ABSCHNITT 2 (Allgemeine Bestimmungen. Jurisdiktion. Klerus)
§ 3. Die Bestimmung der Pfarrei besteht darin, dass die ihr angehörenden Gläubigen, geeint im Glauben an Christus den Erlöser, durch Gebete, Sakramente, christliche Lehre und kirchliche Disziplin einander beim Erreichen des ewigen Heils unterstützen – durch Teilnahme an den Sakramenten, christliche Bildung, ein gutes Leben und Werke christlicher Wohltätigkeit. Entsprechend gehören zu den unmittelbaren Aufgaben der Pfarrei:
a) Sorge für den Tempel und seine würdige Gestaltung;
b) Sorge für den Unterhalt des Klerus;
c) Sorge für das materielle Gedeihen der Pfarrei und für alle Bedürfnisse des Tempels, des Klerus und der Pfarrei mit all ihren Einrichtungen sowie für gesamt-kirchliche, eparchiale und gesellschaftliche Anliegen;
d) Wohltätige Tätigkeit; und
e) Bildungs- und Aufklärungsarbeit im Geist der Orthodoxen Kirche.
§ 4. Bei der Pfarrkirche muss ein Klerus (Причт) bestehen, der aus mindestens zwei Personen besteht: dem Vorsteher (Nastojatel) und dem Diakon oder dem Psalmisten/Regenten, die Wohnung und Unterhalt von der Pfarrei erhalten.
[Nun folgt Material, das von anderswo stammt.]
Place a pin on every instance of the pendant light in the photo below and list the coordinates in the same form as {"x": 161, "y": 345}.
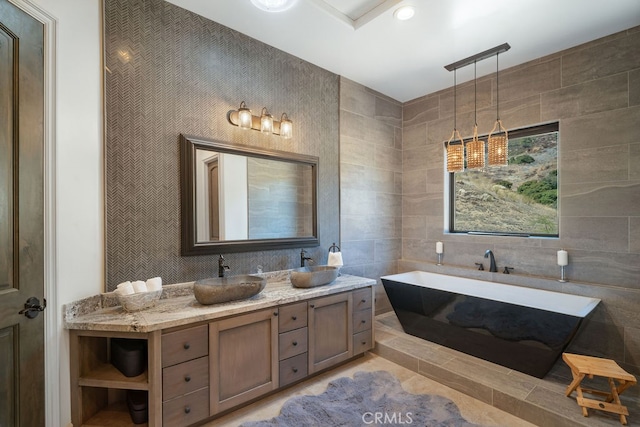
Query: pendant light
{"x": 498, "y": 142}
{"x": 455, "y": 153}
{"x": 475, "y": 148}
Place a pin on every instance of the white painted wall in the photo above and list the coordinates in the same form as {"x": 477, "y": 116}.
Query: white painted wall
{"x": 79, "y": 211}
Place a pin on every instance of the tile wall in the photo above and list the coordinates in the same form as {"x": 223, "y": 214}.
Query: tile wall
{"x": 370, "y": 183}
{"x": 593, "y": 90}
{"x": 169, "y": 71}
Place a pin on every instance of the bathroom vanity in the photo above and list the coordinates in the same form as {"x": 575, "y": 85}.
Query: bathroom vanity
{"x": 204, "y": 360}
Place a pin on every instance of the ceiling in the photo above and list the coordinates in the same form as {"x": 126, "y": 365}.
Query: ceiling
{"x": 361, "y": 40}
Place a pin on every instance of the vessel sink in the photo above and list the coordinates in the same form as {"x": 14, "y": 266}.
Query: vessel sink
{"x": 317, "y": 275}
{"x": 216, "y": 290}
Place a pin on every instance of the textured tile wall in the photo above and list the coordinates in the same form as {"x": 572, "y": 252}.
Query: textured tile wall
{"x": 593, "y": 90}
{"x": 370, "y": 183}
{"x": 169, "y": 71}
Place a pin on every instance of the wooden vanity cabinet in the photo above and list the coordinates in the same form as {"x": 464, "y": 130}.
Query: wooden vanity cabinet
{"x": 98, "y": 389}
{"x": 363, "y": 318}
{"x": 330, "y": 331}
{"x": 293, "y": 343}
{"x": 197, "y": 371}
{"x": 185, "y": 376}
{"x": 243, "y": 354}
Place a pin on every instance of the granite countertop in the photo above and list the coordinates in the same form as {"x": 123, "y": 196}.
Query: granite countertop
{"x": 178, "y": 306}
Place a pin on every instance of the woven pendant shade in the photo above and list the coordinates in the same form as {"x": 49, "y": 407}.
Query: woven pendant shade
{"x": 475, "y": 151}
{"x": 498, "y": 145}
{"x": 455, "y": 154}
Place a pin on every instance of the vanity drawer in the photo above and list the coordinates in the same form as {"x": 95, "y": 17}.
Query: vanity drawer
{"x": 361, "y": 321}
{"x": 362, "y": 299}
{"x": 362, "y": 342}
{"x": 186, "y": 410}
{"x": 293, "y": 343}
{"x": 293, "y": 369}
{"x": 185, "y": 344}
{"x": 292, "y": 317}
{"x": 185, "y": 377}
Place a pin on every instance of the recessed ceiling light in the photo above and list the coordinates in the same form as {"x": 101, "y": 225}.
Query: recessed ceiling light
{"x": 404, "y": 12}
{"x": 273, "y": 5}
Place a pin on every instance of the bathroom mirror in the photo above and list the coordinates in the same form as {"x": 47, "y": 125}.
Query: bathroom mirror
{"x": 238, "y": 198}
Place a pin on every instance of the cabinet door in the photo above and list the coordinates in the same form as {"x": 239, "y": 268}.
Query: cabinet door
{"x": 243, "y": 354}
{"x": 330, "y": 331}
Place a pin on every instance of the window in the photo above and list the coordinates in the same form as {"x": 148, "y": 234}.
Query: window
{"x": 517, "y": 199}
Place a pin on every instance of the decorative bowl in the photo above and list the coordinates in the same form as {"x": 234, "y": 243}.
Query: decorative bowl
{"x": 138, "y": 301}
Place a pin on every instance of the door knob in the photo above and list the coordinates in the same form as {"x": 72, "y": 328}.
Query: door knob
{"x": 32, "y": 307}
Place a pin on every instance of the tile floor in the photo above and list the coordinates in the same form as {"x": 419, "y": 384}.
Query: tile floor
{"x": 472, "y": 409}
{"x": 485, "y": 393}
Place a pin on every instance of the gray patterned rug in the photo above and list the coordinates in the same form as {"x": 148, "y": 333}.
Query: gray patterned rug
{"x": 369, "y": 399}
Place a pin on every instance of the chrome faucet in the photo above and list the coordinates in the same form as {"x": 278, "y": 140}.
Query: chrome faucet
{"x": 303, "y": 257}
{"x": 222, "y": 266}
{"x": 492, "y": 267}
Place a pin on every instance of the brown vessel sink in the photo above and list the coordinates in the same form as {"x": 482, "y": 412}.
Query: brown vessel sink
{"x": 310, "y": 277}
{"x": 217, "y": 290}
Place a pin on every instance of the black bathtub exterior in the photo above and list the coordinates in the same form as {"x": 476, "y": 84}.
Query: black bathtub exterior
{"x": 525, "y": 339}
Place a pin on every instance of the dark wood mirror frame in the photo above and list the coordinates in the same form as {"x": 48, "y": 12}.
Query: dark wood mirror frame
{"x": 188, "y": 146}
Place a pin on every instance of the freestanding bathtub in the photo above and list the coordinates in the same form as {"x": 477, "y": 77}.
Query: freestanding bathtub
{"x": 521, "y": 328}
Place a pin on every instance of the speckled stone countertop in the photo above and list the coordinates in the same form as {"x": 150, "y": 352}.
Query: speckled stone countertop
{"x": 178, "y": 306}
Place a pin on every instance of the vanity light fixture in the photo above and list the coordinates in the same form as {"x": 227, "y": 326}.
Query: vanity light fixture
{"x": 266, "y": 121}
{"x": 243, "y": 118}
{"x": 404, "y": 13}
{"x": 286, "y": 127}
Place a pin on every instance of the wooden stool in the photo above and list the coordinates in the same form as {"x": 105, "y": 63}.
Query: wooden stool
{"x": 582, "y": 366}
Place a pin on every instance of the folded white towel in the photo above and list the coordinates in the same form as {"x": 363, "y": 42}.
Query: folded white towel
{"x": 154, "y": 284}
{"x": 335, "y": 259}
{"x": 125, "y": 288}
{"x": 139, "y": 286}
Der Klerus wird durch die Eparchialbehörde ernannt. Die Zahl der Kleriker kann vom regierenden Bischof entsprechend den Möglichkeiten und Bedürfnissen der Pfarrei erhöht oder vermindert werden.
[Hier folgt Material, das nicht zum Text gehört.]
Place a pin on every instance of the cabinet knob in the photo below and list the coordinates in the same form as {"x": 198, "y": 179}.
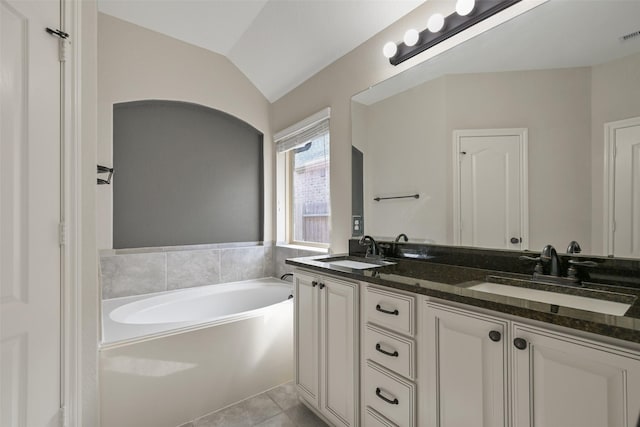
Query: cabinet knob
{"x": 495, "y": 336}
{"x": 392, "y": 402}
{"x": 520, "y": 343}
{"x": 382, "y": 310}
{"x": 381, "y": 350}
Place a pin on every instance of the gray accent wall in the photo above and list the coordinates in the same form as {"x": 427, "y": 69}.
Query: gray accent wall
{"x": 184, "y": 174}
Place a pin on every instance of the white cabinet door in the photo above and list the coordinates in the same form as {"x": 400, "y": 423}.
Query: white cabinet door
{"x": 562, "y": 381}
{"x": 307, "y": 338}
{"x": 339, "y": 308}
{"x": 466, "y": 371}
{"x": 30, "y": 257}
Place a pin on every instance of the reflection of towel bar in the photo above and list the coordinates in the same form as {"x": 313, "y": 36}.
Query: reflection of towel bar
{"x": 104, "y": 169}
{"x": 414, "y": 196}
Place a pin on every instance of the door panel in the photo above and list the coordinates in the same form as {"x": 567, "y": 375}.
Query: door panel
{"x": 307, "y": 338}
{"x": 627, "y": 192}
{"x": 490, "y": 174}
{"x": 339, "y": 320}
{"x": 560, "y": 381}
{"x": 29, "y": 214}
{"x": 467, "y": 382}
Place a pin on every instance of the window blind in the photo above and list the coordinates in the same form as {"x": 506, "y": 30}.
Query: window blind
{"x": 303, "y": 132}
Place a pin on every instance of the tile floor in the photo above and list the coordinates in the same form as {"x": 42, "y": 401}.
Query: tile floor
{"x": 278, "y": 407}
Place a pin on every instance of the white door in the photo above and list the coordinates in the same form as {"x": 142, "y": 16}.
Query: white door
{"x": 490, "y": 202}
{"x": 307, "y": 337}
{"x": 466, "y": 372}
{"x": 624, "y": 231}
{"x": 562, "y": 381}
{"x": 338, "y": 308}
{"x": 29, "y": 214}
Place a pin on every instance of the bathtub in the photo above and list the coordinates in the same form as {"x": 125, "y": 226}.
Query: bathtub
{"x": 171, "y": 357}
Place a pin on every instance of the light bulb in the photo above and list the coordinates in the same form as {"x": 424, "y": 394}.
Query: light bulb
{"x": 465, "y": 7}
{"x": 389, "y": 49}
{"x": 435, "y": 23}
{"x": 411, "y": 37}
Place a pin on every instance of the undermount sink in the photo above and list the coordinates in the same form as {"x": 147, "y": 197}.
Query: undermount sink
{"x": 596, "y": 305}
{"x": 354, "y": 264}
{"x": 348, "y": 262}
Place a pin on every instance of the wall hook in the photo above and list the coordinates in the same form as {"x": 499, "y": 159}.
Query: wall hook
{"x": 104, "y": 169}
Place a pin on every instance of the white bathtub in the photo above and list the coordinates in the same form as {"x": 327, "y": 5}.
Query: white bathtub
{"x": 171, "y": 357}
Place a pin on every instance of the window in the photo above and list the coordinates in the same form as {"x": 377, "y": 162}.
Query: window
{"x": 304, "y": 154}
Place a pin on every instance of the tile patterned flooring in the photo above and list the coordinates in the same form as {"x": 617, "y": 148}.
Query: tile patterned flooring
{"x": 278, "y": 407}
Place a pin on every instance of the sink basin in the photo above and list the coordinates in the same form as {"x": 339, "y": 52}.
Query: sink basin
{"x": 354, "y": 264}
{"x": 565, "y": 300}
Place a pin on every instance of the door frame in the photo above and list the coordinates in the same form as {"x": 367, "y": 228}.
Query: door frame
{"x": 523, "y": 138}
{"x": 608, "y": 212}
{"x": 79, "y": 281}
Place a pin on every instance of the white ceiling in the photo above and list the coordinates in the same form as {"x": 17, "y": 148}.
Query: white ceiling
{"x": 277, "y": 44}
{"x": 557, "y": 34}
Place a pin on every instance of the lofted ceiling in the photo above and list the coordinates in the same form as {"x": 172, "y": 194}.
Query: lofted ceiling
{"x": 277, "y": 44}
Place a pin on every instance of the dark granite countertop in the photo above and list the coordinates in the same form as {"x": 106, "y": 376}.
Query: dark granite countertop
{"x": 450, "y": 282}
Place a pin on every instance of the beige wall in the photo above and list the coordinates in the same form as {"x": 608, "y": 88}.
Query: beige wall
{"x": 406, "y": 146}
{"x": 85, "y": 410}
{"x": 135, "y": 64}
{"x": 615, "y": 96}
{"x": 409, "y": 149}
{"x": 356, "y": 71}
§ 5. Die Grenzen der Pfarrei können durch die Eparchialbehörde auf Antrag der Gemeindemitglieder und mit Zustimmung der Kleriker der betroffenen Pfarreien, innerhalb deren Grenzen Änderungen vorgenommen werden, geändert werden.
§ 6. Die Eröffnung einer neuen Pfarrei geschieht auf Bitte der Gläubigen mit Erlaubnis und Segen der Eparchialbehörde oder kraft deren Beschlusses.
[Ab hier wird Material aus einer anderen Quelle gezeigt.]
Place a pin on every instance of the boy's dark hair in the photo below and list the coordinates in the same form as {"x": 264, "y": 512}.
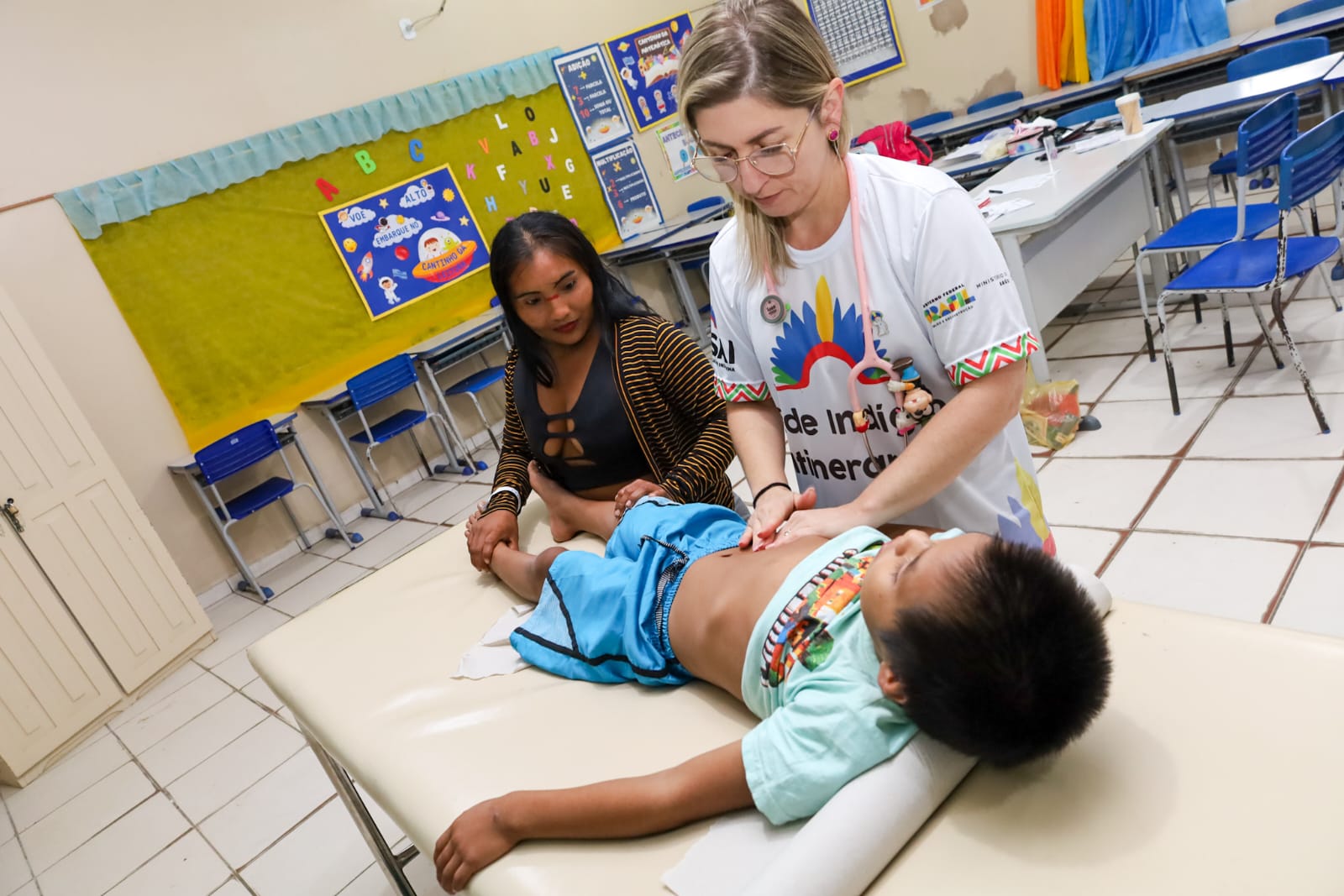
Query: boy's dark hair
{"x": 1012, "y": 668}
{"x": 515, "y": 244}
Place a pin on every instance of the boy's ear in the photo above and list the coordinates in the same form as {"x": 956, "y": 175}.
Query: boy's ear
{"x": 891, "y": 687}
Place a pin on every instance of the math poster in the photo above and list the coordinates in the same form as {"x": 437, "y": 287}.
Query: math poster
{"x": 645, "y": 63}
{"x": 407, "y": 241}
{"x": 627, "y": 190}
{"x": 591, "y": 93}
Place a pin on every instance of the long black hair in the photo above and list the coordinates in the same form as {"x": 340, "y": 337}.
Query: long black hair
{"x": 515, "y": 246}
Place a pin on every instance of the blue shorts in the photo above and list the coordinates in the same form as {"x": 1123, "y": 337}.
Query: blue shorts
{"x": 605, "y": 618}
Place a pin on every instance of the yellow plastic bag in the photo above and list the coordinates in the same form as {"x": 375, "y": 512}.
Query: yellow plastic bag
{"x": 1050, "y": 412}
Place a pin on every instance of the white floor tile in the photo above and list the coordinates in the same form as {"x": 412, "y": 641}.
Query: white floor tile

§ 7. Ein Geistlicher oder Kirchendiener sowie eine weltliche Person, die sich von der Russischen Orthodoxen Kirche im Ausland abgetrennt hat und die Autorität des Bischofssynods der Russischen Orthodoxen Kirche im Ausland nicht anerkennt, kann kein Amt in der Pfarrei bekleiden.
§ 8. Rechtmäßig eingesetzte Geistliche und Kirchendiener sind Personen, die entsprechende Ämter aufgrund einer Ernennung, mit Erlaubnis und Segen des regierenden Bischofs bekleiden, der durch den Bischofssynod der Russischen Orthodoxen Kirche im Ausland in dieses Amt eingesetzt wurde.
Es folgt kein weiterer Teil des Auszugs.